Le challenge est de taille, les routes de l’époque ne sont pas, pour la plupart, goudronnées, les crevaisons sont nombreuses, sans parler des aléas météorologiques.
C’est une Rover Light Six qui réussit pour la première fois en 1930 à relever le challenge en devançant sur le trajet St Raphaël-Calais le Train Bleu en arrivant 20 minutes avant ce dernier au terminus.
Une Alvis Silver Eagle va lui succéder améliorant le record précédant de façon conséquente puisqu’elle arrive près de 3 heures avant le train.
C’est alors que va entrer en piste celui et celle qui créeront le mythe de la Blue Train, Woolf Barnato et sa Bentley Speed Six.
Woolf Barnato n’est pas n’importe qui chez Bentley. Issu d’une famille aisée, il a hérité très jeune de la fortune de ses parents. Il est un grand sportif aussi à l’aise sur un golf, un ring que derrière un volant. Il fait partie de ceux que l’on a nommé les Bentley Boys et vient de gagner en 1928 et 1929 les 24hrs du Mans au volant d’une Bentley 4,5l puis d’une Speed Six. Et surtout, il est devenu le « chairman » de la société et en est le principal actionnaire.
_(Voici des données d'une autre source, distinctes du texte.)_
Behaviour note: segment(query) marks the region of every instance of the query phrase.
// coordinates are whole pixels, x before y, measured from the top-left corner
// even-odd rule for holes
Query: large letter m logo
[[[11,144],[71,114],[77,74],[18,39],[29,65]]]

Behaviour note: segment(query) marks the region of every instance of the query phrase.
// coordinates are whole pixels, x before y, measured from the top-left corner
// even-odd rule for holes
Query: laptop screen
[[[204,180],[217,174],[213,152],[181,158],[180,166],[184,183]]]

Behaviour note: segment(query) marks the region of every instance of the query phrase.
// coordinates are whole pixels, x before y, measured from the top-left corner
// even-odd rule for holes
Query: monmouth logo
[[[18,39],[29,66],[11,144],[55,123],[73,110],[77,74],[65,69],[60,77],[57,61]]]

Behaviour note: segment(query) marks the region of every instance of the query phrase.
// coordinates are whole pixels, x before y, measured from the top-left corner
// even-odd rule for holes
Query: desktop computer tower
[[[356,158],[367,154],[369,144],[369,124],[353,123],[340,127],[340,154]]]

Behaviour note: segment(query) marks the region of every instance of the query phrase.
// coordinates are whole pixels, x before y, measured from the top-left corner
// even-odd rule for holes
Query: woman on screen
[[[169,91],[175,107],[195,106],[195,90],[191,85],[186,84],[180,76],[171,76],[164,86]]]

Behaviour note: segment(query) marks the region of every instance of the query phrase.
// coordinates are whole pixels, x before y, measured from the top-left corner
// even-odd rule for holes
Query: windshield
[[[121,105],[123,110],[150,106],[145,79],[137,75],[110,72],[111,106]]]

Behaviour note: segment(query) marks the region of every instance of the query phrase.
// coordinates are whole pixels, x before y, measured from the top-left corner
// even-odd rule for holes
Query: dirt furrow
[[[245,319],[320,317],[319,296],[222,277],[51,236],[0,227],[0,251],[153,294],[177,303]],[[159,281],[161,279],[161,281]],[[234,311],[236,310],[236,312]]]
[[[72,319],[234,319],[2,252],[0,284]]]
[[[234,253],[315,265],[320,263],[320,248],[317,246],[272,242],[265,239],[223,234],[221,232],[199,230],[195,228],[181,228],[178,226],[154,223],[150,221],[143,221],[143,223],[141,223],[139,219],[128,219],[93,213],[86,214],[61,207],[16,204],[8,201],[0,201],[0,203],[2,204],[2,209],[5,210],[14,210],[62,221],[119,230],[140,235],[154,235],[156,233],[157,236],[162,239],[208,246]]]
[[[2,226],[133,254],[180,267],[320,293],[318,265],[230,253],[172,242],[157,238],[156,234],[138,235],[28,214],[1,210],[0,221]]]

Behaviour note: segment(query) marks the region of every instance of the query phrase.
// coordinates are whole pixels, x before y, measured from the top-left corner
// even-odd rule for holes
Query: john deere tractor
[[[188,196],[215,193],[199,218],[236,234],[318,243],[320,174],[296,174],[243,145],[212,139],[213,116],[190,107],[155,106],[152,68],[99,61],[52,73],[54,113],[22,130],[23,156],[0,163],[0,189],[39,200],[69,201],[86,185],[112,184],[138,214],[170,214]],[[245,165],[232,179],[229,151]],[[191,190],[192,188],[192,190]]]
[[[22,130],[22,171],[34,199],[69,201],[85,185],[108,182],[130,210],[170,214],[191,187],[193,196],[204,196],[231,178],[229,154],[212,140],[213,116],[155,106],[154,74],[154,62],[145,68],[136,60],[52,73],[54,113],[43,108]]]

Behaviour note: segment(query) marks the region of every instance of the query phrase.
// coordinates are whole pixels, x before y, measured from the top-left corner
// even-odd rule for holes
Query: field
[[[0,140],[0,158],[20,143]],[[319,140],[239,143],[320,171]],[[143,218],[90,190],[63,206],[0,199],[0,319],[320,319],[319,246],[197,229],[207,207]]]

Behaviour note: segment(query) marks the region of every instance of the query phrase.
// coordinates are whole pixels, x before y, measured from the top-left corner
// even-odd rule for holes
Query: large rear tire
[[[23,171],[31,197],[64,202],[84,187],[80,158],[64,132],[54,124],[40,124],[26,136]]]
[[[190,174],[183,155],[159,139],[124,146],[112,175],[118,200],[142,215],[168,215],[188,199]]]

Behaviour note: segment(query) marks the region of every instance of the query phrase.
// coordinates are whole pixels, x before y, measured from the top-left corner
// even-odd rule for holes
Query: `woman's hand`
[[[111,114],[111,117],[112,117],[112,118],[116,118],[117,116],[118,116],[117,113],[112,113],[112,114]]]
C’est à la table du Carlton Hotel que va se jouer la légende. Alors qu’avec des amis, Barnato parle de la performance de l’Alvis qui vient de dominer le train bleu de près de trois heures, il engage le pari qu’il est certain de pouvoir faire beaucoup mieux et annonce qu’il peut être rendu sur les côtes anglaises avant même que le train n’arrive en gare de Calais. 100£ sont en jeu. Mais pour lui, ce qui serait inconcevable, c’est qu’une de ses voitures, beaucoup plus puissante et rapide, n’arrive pas à battre une modeste Alvis de 72cv.
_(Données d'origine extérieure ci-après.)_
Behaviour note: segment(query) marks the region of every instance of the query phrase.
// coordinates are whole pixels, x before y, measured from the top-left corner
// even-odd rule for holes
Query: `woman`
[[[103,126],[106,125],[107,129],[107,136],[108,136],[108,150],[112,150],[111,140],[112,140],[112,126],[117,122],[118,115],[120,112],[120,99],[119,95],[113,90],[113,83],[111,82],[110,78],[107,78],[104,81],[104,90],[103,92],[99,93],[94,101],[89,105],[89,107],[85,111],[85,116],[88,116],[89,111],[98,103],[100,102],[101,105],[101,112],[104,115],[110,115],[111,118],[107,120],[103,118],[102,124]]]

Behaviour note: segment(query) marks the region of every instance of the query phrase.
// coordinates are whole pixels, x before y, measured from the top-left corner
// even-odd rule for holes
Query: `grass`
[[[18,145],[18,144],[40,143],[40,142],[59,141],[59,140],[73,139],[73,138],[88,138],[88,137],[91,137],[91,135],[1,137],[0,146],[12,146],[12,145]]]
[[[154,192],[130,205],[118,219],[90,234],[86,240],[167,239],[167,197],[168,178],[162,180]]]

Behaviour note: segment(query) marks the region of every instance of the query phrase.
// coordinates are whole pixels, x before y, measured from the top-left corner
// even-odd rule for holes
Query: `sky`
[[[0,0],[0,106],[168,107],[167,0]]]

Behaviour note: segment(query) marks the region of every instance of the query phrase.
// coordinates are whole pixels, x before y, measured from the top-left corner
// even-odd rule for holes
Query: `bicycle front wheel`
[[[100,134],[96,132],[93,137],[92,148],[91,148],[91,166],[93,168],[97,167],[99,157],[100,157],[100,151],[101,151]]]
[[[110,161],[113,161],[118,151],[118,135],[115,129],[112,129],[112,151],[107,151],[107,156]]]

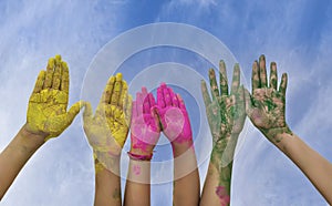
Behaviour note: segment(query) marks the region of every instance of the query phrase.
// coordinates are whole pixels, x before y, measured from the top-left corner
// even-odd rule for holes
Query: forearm
[[[232,162],[221,167],[221,161],[216,163],[211,158],[199,205],[227,206],[230,204],[231,166]]]
[[[280,143],[276,145],[310,179],[322,196],[332,204],[332,164],[308,146],[295,134],[280,134]]]
[[[173,143],[174,205],[199,204],[199,174],[193,141]],[[190,197],[190,198],[188,198]]]
[[[129,161],[124,205],[151,205],[151,162]]]
[[[44,136],[31,134],[24,126],[0,154],[0,199],[6,194],[21,168],[44,143]]]
[[[95,159],[95,206],[122,205],[120,157],[113,159],[112,171],[108,171]]]

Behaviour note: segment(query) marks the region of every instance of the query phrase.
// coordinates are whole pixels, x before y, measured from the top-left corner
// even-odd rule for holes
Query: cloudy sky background
[[[220,39],[240,63],[247,82],[252,61],[261,53],[267,55],[268,62],[276,61],[279,76],[282,72],[289,74],[287,121],[290,127],[332,162],[329,140],[332,133],[332,2],[329,0],[278,3],[4,0],[0,1],[0,13],[1,151],[23,125],[35,78],[50,56],[60,53],[70,65],[72,104],[80,99],[93,56],[105,43],[128,29],[166,21],[188,23]],[[164,52],[188,58],[173,55],[167,61],[188,63],[193,59],[186,52]],[[148,56],[155,58],[153,53],[142,56],[147,62],[163,62],[163,59],[148,60]],[[143,64],[148,66],[146,62]],[[207,70],[201,68],[200,72],[204,74]],[[200,120],[204,121],[204,116]],[[249,134],[242,140],[235,161],[232,205],[326,205],[303,174],[248,125]],[[206,165],[200,167],[201,183]],[[93,193],[92,154],[77,117],[58,140],[38,151],[0,205],[92,205]],[[154,186],[152,198],[153,205],[172,205],[172,184]]]

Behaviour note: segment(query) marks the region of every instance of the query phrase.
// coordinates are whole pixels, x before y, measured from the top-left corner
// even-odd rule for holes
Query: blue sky
[[[251,64],[261,53],[268,62],[278,63],[280,74],[288,72],[287,121],[293,132],[332,162],[329,0],[3,0],[0,13],[1,151],[23,125],[35,78],[50,56],[60,53],[70,65],[72,104],[80,99],[94,55],[113,38],[146,23],[180,22],[204,29],[224,42],[240,63],[247,82]],[[133,56],[123,65],[123,72],[129,79],[127,68],[141,59],[137,68],[142,70],[163,61],[195,68],[193,54],[159,50]],[[209,66],[197,65],[203,75]],[[193,89],[197,85],[193,83]],[[190,104],[189,94],[187,101]],[[235,159],[232,205],[326,205],[284,155],[251,124],[248,127]],[[206,165],[200,167],[201,183]],[[0,205],[92,205],[93,193],[92,154],[77,117],[58,140],[38,151]],[[152,196],[154,205],[172,205],[172,184],[154,186]]]

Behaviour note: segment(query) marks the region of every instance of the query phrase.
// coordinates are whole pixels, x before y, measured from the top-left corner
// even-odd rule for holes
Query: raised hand
[[[185,103],[181,96],[175,94],[165,83],[157,89],[157,107],[166,137],[172,143],[191,143],[193,133]]]
[[[93,147],[95,157],[111,169],[110,161],[118,157],[126,141],[132,114],[132,96],[122,74],[111,76],[105,86],[96,112],[85,103],[83,113],[84,131]]]
[[[268,85],[266,58],[261,55],[259,62],[253,62],[251,83],[252,95],[247,90],[245,92],[247,114],[253,125],[276,144],[281,141],[278,134],[292,134],[284,119],[287,74],[282,74],[279,90],[277,90],[277,64],[272,62]]]
[[[155,99],[152,93],[147,93],[146,87],[142,87],[142,93],[136,93],[132,110],[132,144],[128,153],[134,158],[149,161],[159,140],[160,126],[155,105]]]
[[[69,68],[61,55],[51,58],[46,71],[41,71],[29,100],[24,130],[44,136],[59,136],[80,112],[80,102],[66,111],[69,101]]]
[[[240,86],[240,68],[235,64],[230,92],[226,65],[219,62],[219,84],[209,70],[211,96],[205,81],[201,93],[212,134],[212,152],[200,205],[229,205],[234,153],[246,120],[245,89]]]
[[[242,85],[240,86],[240,68],[238,64],[234,66],[230,93],[228,92],[228,81],[224,61],[219,63],[220,89],[217,86],[215,70],[212,69],[209,70],[209,79],[212,100],[208,94],[205,81],[201,81],[201,92],[214,138],[211,161],[218,162],[220,166],[226,166],[232,162],[236,143],[246,120],[245,90]],[[221,159],[222,164],[219,164]]]

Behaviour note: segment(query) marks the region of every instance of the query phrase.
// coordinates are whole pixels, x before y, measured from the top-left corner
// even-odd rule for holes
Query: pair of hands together
[[[96,158],[108,169],[107,158],[117,158],[131,128],[128,155],[149,161],[163,131],[172,144],[191,143],[188,113],[179,94],[166,84],[157,89],[157,102],[146,87],[136,93],[132,102],[127,84],[122,74],[111,76],[92,115],[90,103],[85,103],[84,131]]]
[[[282,74],[278,87],[277,64],[270,65],[270,81],[268,85],[266,58],[252,64],[252,93],[240,85],[240,68],[234,68],[232,83],[228,92],[226,65],[219,63],[219,86],[215,71],[209,70],[211,97],[207,85],[201,81],[201,92],[206,105],[207,119],[212,134],[212,162],[219,162],[221,167],[232,162],[235,146],[239,133],[243,128],[246,116],[273,144],[281,140],[279,134],[291,133],[284,117],[287,74]],[[220,164],[221,162],[221,164]]]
Fort de son expérience acquise lors de ses victoires au 24hrs du Mans, il prépare consciencieusement son voyage. D’abord, il demande à un ami, Dale Bourne, de l’accompagner durant tout le trajet. Si un incident se produit, il l’aidera, notamment en cas de crevaison, et si la fatigue se fait sentir, il pourra toujours prendre le volant le temps de se reposer. Il sait aussi que le problème du ravitaillement en essence va se poser. Si le premier stop ne présente pas de problème, car s’effectuant encore à une heure où les pompes sont ouvertes, il doit se mettre d’accord avec un pompiste situé près de Lyon pour la 2e halte qu’il prévoit aux alentours de minuit. Pour l’étape suivante, il fait appel à un camion qui se chargera de l’approvisionnement du précieux liquide dans les environs d’Auxerre. Par sécurité et afin de pallier toute mauvaise surprise, des bidons d’essence sont également embarqués dans le coffre de la voiture.
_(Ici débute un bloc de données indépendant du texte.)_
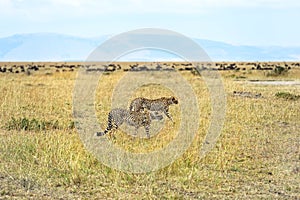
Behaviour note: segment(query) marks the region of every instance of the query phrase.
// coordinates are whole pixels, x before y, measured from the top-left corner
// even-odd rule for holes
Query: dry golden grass
[[[267,77],[261,71],[221,73],[227,113],[215,148],[199,158],[210,122],[209,93],[201,77],[181,72],[198,98],[198,133],[191,147],[173,164],[145,174],[106,167],[84,148],[72,126],[76,72],[0,74],[0,198],[299,199],[300,100],[275,95],[300,95],[299,85],[256,85],[246,80],[300,81],[300,70],[295,68],[278,77]],[[122,75],[115,72],[103,76],[98,87],[95,108],[102,128],[107,123],[112,90]],[[232,95],[233,91],[261,93],[263,97],[238,97]],[[131,99],[161,95],[170,96],[172,92],[150,85],[137,90]],[[162,131],[150,140],[132,140],[122,130],[115,131],[114,137],[105,137],[132,152],[163,148],[176,135],[179,106],[171,106],[175,125],[166,120]],[[12,118],[58,121],[58,125],[8,129]]]

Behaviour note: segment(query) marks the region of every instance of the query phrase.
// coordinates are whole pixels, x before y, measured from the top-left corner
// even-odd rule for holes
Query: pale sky
[[[241,45],[300,46],[299,0],[0,0],[0,37],[139,28]]]

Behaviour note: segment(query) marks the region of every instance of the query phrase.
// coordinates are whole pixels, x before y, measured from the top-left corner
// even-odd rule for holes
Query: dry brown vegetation
[[[253,63],[237,63],[239,70],[220,70],[227,94],[226,119],[216,146],[204,158],[199,158],[199,151],[210,122],[208,89],[189,66],[175,64],[176,69],[188,67],[180,74],[198,99],[198,132],[173,164],[144,174],[111,169],[84,148],[72,115],[77,65],[81,64],[22,65],[39,64],[43,67],[30,73],[26,69],[24,73],[0,73],[0,199],[300,198],[300,67],[295,63],[269,63],[291,67],[280,74],[254,70]],[[130,69],[135,63],[119,64]],[[148,63],[140,65],[144,64]],[[111,71],[99,83],[95,108],[102,128],[112,91],[125,73],[135,72]],[[257,80],[298,84],[255,84]],[[261,96],[234,95],[234,91]],[[164,87],[149,85],[139,88],[131,99],[170,95]],[[132,140],[122,130],[105,137],[132,152],[163,148],[176,136],[181,120],[180,104],[170,108],[175,125],[166,120],[150,140]]]

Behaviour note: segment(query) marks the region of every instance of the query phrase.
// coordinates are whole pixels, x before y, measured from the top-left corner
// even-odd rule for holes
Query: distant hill
[[[84,61],[109,36],[81,38],[55,33],[18,34],[0,38],[0,61]],[[238,46],[194,39],[213,61],[299,61],[300,47]],[[126,61],[178,60],[161,51],[144,50],[122,58]]]

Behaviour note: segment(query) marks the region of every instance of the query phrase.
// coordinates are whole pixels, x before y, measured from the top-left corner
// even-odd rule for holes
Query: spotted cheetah
[[[131,102],[129,110],[140,112],[141,110],[147,109],[154,112],[163,112],[171,121],[173,121],[169,113],[169,106],[172,104],[178,104],[178,99],[173,96],[161,97],[159,99],[146,99],[139,97]]]
[[[148,111],[129,111],[123,108],[112,109],[108,114],[108,125],[104,132],[97,132],[97,136],[103,136],[115,127],[118,129],[123,123],[135,127],[135,135],[140,127],[144,127],[147,137],[150,138],[151,115]]]

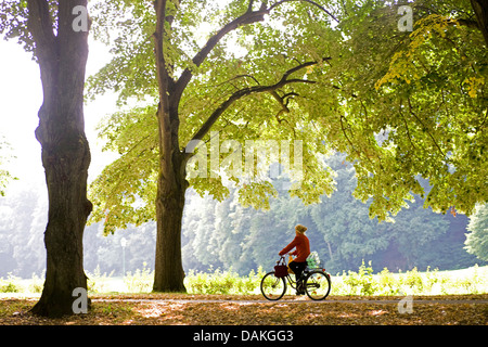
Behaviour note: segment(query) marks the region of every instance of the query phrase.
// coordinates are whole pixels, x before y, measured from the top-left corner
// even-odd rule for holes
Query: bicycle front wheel
[[[312,300],[323,300],[331,292],[331,278],[325,272],[312,271],[305,281],[305,292]]]
[[[268,300],[279,300],[286,292],[285,278],[277,278],[274,271],[268,272],[261,280],[261,293]]]

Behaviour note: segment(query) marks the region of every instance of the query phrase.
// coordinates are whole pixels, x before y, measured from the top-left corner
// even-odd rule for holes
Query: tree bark
[[[172,180],[159,175],[156,197],[157,236],[153,292],[187,292],[183,284],[184,271],[181,257],[181,222],[184,208],[184,193],[189,187],[183,156],[174,154]],[[163,164],[166,165],[166,164]],[[171,169],[171,168],[170,168]],[[163,169],[164,172],[166,169]]]
[[[28,1],[28,26],[43,90],[36,138],[42,147],[49,197],[46,282],[31,312],[46,317],[73,314],[73,291],[87,288],[82,236],[92,209],[87,198],[90,149],[84,121],[88,31],[73,29],[76,5],[86,8],[87,1],[60,1],[54,35],[48,2]]]

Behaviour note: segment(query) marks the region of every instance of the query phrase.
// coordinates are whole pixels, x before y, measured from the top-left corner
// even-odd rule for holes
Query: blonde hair
[[[299,232],[300,234],[305,234],[305,232],[307,231],[307,227],[304,227],[301,224],[297,224],[297,226],[295,226],[295,230],[297,232]]]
C’est quelques minutes avant 18hrs, ce jeudi 13 mars 1930, que Woolf Barnato et son coéquipier finissent un dernier verre au bar du Carlton avant de monter à bord de leur Bentley Speed Six. Le Train Bleu vient de partir, il est temps de se mettre en route.
Le parcours, sérieusement étudié par les deux hommes, ne va pas suivre exactement le trajet du train et les quelques 1 200 km à parcourir avant d’atteindre le lieu choisi pour embarquer sur le ferry, mais va passer par Aix-en-Provence, Lyon, Auxerre puis Boulogne-sur-Mer. La première partie du challenge se passe comme prévu, le plan de route imaginé se déroulant sans anicroche. Après Lyon, la pluie complique l’avancée de la Bentley et c’est avec quelques minutes de retard sur l’horaire prévu que Barnato arrive à Auxerre. De plus, il ne trouve pas le camion ravitailleur qui n’est pas présent au point de rencontre. Par chance et après avoir « grenouillé » dans les environs, il est retrouvé et le plein d’essence peut se faire. Les kilomètres jusqu’à Boulogne défilent sans problème et c’est en milieu de matinée que la Speed Six est prête à embarquer dans le ferry en direction des côtes anglaises.
Le Train Bleu est encore loin de sa destination finale puisqu’il pointe à près de 5 heures de la gare de Calais.
Afin de s’assurer qu’un témoin sera bien là à la descente du bateau, Barnato contacte le RAC pour qu’un de ses membres puisse officialiser ce moment-là.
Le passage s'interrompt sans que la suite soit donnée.